The assignment is to solve this with the concept of duality.

So when I write out the dual function

$$ \min_{x_1, x_2} x_1+x_2+x_1x_2+\lambda(x_1^2+x_2^2-1)$$, I can get the derivative wrt $x_1=x_2=x$ and then substitute to get the dual function as:

$$D(\lambda) = -1-3\lambda-\lambda^2$$

maximizing this over $\lambda$, I get $\lambda = -\frac{3}{2}$ as the solution to the dual problem.

But when I check this, it says that the dual function is unbounded below when $\lambda$ is less than $\frac{1}{2}$.
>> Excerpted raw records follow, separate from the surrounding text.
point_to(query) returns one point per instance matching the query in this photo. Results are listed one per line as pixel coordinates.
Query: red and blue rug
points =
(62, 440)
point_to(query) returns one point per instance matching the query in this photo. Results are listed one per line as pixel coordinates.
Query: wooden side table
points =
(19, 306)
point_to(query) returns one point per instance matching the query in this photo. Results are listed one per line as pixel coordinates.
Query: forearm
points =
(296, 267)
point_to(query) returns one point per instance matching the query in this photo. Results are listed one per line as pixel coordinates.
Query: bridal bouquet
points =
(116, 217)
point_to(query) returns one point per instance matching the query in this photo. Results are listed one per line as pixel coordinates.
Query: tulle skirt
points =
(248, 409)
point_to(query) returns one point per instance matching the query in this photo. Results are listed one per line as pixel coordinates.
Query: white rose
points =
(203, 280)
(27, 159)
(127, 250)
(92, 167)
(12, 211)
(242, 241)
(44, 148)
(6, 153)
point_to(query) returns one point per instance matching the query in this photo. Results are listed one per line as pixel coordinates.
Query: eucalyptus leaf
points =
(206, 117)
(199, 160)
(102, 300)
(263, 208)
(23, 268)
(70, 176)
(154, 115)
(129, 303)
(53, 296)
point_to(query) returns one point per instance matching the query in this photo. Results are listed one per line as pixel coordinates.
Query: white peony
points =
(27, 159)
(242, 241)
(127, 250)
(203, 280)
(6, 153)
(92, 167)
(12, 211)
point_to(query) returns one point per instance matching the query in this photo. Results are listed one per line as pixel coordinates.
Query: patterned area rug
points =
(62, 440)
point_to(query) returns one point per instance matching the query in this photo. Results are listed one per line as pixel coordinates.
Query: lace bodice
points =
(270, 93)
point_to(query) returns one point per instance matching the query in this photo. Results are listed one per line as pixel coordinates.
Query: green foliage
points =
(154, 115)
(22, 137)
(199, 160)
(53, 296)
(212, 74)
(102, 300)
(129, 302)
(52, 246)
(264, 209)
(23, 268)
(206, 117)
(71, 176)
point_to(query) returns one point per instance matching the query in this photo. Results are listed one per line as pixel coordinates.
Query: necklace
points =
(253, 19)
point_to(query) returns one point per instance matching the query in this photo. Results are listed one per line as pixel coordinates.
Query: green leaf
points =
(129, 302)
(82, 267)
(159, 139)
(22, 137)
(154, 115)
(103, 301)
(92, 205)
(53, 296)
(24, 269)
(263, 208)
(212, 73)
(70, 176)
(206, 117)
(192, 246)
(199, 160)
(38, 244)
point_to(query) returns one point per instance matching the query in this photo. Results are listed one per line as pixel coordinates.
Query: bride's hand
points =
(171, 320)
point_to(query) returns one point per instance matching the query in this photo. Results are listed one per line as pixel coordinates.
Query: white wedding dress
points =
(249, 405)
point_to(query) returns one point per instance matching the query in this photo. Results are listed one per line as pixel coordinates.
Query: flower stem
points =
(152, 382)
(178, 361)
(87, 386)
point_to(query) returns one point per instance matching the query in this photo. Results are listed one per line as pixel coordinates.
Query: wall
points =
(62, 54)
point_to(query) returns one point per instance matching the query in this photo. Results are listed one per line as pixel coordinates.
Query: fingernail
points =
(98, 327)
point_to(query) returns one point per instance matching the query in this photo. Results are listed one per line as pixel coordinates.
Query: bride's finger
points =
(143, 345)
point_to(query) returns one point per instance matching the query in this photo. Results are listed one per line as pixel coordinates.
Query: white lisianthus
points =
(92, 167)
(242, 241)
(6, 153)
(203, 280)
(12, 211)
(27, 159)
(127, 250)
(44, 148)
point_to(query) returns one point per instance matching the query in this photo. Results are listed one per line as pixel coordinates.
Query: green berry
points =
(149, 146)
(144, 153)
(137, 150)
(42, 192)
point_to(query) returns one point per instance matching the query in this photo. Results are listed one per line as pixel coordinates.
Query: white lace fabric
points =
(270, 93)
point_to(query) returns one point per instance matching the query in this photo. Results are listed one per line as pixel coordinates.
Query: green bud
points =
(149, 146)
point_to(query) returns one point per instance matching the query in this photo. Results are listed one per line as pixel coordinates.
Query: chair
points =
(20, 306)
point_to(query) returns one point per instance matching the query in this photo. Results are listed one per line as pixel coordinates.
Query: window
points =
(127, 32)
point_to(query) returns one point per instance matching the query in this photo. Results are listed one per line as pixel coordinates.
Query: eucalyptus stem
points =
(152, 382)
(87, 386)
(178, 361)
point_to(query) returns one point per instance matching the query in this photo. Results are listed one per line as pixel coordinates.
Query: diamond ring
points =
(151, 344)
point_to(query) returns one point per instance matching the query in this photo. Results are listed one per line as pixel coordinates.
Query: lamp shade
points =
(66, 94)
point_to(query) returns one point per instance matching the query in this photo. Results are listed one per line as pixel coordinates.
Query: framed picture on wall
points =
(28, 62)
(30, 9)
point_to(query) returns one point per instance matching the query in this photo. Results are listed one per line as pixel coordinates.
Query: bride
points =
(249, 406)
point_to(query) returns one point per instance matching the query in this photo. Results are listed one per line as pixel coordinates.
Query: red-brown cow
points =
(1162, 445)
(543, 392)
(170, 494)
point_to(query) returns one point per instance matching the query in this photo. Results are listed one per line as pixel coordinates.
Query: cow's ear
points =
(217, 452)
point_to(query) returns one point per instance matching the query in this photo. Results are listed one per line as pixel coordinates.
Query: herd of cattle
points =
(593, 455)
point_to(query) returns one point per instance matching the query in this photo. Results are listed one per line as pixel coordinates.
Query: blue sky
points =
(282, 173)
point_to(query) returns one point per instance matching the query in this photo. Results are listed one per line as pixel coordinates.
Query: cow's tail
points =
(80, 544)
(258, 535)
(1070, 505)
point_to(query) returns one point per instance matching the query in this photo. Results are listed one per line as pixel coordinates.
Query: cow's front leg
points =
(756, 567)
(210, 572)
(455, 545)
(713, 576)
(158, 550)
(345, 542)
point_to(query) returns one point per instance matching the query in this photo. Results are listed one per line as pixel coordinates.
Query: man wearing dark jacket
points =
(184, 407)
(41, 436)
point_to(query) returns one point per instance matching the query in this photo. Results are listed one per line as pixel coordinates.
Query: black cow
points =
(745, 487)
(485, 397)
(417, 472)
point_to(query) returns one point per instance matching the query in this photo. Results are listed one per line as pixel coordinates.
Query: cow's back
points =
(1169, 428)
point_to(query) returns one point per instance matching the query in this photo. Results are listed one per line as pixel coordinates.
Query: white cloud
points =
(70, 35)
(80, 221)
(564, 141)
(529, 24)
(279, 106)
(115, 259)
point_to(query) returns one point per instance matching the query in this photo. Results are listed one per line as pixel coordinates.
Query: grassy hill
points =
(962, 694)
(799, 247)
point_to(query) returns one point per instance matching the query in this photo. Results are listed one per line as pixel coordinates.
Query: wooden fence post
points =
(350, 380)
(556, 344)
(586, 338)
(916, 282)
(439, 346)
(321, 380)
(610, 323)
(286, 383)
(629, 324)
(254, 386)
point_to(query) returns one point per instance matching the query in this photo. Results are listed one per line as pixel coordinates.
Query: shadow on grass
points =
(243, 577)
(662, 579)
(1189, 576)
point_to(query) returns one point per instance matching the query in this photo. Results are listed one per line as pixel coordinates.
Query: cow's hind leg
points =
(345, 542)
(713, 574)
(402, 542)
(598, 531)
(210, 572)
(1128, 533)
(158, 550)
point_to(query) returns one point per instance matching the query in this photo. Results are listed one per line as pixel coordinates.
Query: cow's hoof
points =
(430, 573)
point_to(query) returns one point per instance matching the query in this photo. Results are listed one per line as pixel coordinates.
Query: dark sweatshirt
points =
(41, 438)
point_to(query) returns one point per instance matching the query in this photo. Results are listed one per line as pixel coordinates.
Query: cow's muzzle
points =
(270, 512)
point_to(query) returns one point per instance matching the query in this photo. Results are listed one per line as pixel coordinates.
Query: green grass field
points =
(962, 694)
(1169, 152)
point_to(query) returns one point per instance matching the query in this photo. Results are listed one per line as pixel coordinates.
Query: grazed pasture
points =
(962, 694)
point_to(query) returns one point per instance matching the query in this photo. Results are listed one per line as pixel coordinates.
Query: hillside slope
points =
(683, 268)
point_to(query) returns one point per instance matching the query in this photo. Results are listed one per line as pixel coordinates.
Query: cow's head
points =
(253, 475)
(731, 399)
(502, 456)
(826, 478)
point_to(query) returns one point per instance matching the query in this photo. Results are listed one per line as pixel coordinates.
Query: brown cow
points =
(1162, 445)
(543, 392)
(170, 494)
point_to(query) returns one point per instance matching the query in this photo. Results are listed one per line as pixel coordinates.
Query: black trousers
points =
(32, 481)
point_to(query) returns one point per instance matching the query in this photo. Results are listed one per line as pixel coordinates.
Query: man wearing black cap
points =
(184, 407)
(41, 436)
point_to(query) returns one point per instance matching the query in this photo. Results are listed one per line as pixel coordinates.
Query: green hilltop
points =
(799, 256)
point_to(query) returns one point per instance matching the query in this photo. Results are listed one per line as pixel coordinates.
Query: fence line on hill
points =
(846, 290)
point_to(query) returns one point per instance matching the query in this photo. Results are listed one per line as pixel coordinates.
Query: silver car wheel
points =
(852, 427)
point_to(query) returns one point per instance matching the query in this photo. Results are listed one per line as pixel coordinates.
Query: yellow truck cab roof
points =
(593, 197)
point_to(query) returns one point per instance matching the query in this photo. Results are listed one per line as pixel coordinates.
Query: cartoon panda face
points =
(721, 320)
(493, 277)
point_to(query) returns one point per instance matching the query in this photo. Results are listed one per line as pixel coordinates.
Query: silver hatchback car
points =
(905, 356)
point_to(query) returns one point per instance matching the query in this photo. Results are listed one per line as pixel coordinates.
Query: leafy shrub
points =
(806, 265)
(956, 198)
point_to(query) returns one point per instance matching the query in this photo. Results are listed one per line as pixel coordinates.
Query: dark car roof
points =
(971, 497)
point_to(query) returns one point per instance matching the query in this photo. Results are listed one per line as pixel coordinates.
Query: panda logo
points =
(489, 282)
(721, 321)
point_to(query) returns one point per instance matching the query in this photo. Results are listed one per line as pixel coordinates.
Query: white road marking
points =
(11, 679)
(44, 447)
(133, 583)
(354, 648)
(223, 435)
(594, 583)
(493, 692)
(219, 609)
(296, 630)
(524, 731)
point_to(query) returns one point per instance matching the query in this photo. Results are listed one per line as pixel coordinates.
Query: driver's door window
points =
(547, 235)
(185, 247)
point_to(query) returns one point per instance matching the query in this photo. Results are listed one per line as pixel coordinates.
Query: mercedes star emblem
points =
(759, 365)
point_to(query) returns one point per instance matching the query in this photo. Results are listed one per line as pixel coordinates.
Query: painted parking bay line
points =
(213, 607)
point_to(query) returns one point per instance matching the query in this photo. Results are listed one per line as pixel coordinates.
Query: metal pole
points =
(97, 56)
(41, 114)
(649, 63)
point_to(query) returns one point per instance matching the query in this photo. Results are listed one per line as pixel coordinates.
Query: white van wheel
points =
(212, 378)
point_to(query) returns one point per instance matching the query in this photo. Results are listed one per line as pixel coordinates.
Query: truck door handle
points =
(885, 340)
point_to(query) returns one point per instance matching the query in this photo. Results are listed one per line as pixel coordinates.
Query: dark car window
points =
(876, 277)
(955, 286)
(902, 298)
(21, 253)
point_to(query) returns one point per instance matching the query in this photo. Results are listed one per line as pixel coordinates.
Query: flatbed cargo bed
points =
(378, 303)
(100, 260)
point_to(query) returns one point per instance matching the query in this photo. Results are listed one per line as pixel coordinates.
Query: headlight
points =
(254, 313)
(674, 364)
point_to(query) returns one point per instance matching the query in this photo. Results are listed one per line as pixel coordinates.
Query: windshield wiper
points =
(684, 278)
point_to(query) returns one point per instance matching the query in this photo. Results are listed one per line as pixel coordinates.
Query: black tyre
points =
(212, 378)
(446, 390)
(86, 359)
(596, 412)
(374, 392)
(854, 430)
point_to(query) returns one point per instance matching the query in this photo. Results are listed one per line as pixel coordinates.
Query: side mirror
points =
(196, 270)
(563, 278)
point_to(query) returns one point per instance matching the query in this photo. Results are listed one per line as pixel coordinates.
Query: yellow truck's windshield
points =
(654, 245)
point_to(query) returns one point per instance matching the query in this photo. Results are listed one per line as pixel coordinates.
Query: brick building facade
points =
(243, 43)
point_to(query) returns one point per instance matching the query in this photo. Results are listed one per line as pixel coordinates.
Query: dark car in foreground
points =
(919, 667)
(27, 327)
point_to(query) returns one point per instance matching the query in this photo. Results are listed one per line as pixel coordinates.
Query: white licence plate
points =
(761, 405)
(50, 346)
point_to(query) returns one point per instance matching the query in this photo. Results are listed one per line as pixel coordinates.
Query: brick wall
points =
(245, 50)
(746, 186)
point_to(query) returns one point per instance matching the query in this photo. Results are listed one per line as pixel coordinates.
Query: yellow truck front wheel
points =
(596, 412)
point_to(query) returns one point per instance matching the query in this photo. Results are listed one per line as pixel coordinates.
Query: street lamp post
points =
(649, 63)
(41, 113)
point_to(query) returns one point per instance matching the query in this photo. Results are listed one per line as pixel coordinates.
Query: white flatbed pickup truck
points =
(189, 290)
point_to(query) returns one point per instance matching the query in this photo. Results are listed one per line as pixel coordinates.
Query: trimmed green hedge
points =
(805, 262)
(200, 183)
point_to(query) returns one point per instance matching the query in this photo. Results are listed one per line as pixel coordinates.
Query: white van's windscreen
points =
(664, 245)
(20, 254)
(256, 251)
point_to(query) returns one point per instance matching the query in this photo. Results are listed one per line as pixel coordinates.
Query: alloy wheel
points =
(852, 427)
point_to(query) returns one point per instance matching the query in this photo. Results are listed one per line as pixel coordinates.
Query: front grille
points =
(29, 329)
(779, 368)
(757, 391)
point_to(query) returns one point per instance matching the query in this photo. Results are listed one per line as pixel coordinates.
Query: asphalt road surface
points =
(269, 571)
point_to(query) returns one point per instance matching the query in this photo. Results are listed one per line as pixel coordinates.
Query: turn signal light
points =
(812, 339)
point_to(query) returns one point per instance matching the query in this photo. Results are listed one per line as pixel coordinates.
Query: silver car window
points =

In my understanding, this means that the dual function is:

for $\lambda \ge\frac{1}{2}: D(\lambda) = -1-3\lambda-\lambda^2$

for $\lambda < \frac{1}{2}: D(\lambda) = -\infty $

But how can we recognize that the dual function is unbounded below when $\lambda$ is less than $\frac{1}{2}$ ?

Solution 1:

The lagrange function is $$L(x_1,x_2,\lambda)=x_1+x_2+x_1x_2+\lambda(x_1^2+x_2^2-1).$$ We minimize it by taking derivative w.r.t. $x_1$ and $x_2$.
$$\frac{\partial L}{\partial x_1}=1+x_2+2\lambda x_1=0$$ and $$\frac{\partial L}{\partial x_2}=1+x_1+2\lambda x_2=0$$
On solving, we get $$x_1=x_2=\frac{-1}{1+2\lambda}.$$
Thus, the dual is $$\max_{\lambda} D(\lambda)= \max_{\lambda}\Big\{-\frac{1}{1+2\lambda}-\lambda\Big\},$$ where $\lambda\neq -\frac{1}{2}.$
Case 1: When $\lambda>\frac{1}{2}$, $$-\frac{1}{1+2\lambda}<0\text{ and }-\lambda<-\frac{1}{2}.$$
Hence, $D(\lambda)<-\frac{1}{2}$. So $D(\lambda)$ is bounded above.
Case 2: When $\lambda<\frac{1}{2}$, as $\lambda\rightarrow -\infty$, $$-\frac{1}{1+2\lambda} \rightarrow 0\text{ and }-\lambda\rightarrow \infty.$$ In this case, $D(\lambda)$ is unbounded.

Solution 2:

$$f(x_1,x_2,\lambda)=x_1+x_2+x_1 x_2+\lambda (x_1^2+x_2^2-1)$$

$$\partial f/\partial x_1=1+x_2+2\lambda x_1=0 \Rightarrow x_2=-1-2\lambda x_1$$

$$\partial f/\partial x_2=1+x_1+2\lambda x_2=0 \Rightarrow 1+x_1-2\lambda -4\lambda^2 x_1=0 \Rightarrow \lambda=1/2 \lor x_1=-\frac{1}{2\lambda+1}$$

When $\lambda \neq \pm \frac{1}{2}$:

$x_1=-\frac{1}{2\lambda+1}$, $x_2=-1-2\lambda x_1=-\frac{1}{2\lambda+1}=x_1$, $x_1^2+x_2^2=2x_1^2=1\Rightarrow x_1=\pm\frac{1}{\sqrt{2}}\Rightarrow$ $x_1+x_2+x_1 x_2=\pm \sqrt{2} +\frac{1}{2}$.

When $\lambda=1/2$:

$x_2=-1-2\lambda x_1=-1-x_1 \Rightarrow x_1^2+x_2^2=2x_1^2+2x_1+1=1 \Rightarrow x_1^2+x_1=0\Rightarrow x_1=0 \lor x_1=-1$. For $x_1=0$, $x_2=-1$, $x_1+x_2+x_1 x_2=-1$. For $x_1=-1$, $x_2=0$, $x_1+x_2+x_1 x_2=-1$.

When $\lambda=-1/2$:

$x_2=-1-2\lambda x_1=-1+x_1\Rightarrow x_1^2+x_2^2=2x_1^2-2x_1+1=1\Rightarrow x_1^2-x_1=0\Rightarrow x_1=0 \lor x_1=1$. For $x_1=0$, $x_2=-1$, $x_1+x_2+x_1 x_2=-1$. For $x_1=1$, $x_2=0$, $x_1+x_2+x_1 x_2=1$.

The minimum value is $-1$ which is obtained at $x_1=-1,x_2=0$ or $x_1=0,x_2=-1$.